Leur premier modèle, la L/125/T2, vit le jour en 1955, fortement
influencée dans sa conception par l’allemande DKW. Puis suivirent de
nouveaux modèles aux cylindrées différentes, variant de 50cc à
250cc.
Le succès initial
de la compagnie dans ce domaine et un déclin dramatique dans la
demande de ses batteries et bougies d'allumage ont forcé Maserati à
concentrer ses efforts vers la production de moto et l'accent a été
mis sur le secteur 50cc.
Les deux produits
phares étaient alors, en 1956, le T2/U (U de l’italien UOMO, homme)

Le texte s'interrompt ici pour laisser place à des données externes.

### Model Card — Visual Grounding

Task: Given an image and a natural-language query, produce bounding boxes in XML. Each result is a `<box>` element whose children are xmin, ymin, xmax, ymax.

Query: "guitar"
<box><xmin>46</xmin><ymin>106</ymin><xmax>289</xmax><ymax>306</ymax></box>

et le T2/D (D pour DONNA, femme) se distinguant principalement par
leurs armatures.
Arrivèrent
ensuite deux modèles 125cc à quatre vitesses, les T2/TV et T2/M, et
deux modèles 50cc à vocation sportive, les 50/T2/S et 50/T2/SS
(surnommé Rospo, crapaud, à cause de sa ligne).
Les quatre
premières années, la demande des motos Maserati était forte, avec
des marchés fermement établis en Amérique du Sud, en Europe et en
Afrique du Nord. Mais en 1957, le Groupe Orsi connut de lourdes
difficultés financières. Il s’en suivit, par exemple, le retrait de
Maserati en Formule 1. La situation empire brutalement au printemps
1958. Maserati est alors mise sous tutelle judiciaire au printemps
et doit renoncer officiellement à toutes compétitions à la fin de
l'année
La concurrence
sur le marché des motos se fit également ressentir avec des marques
telles que Morini, MV Agusta, Benelli, Laverda, etc… Mais ce qui eu
réellement un effet dramatique sur les ventes de motos, c’est
l’arrivée des voitures bon marché de FIAT.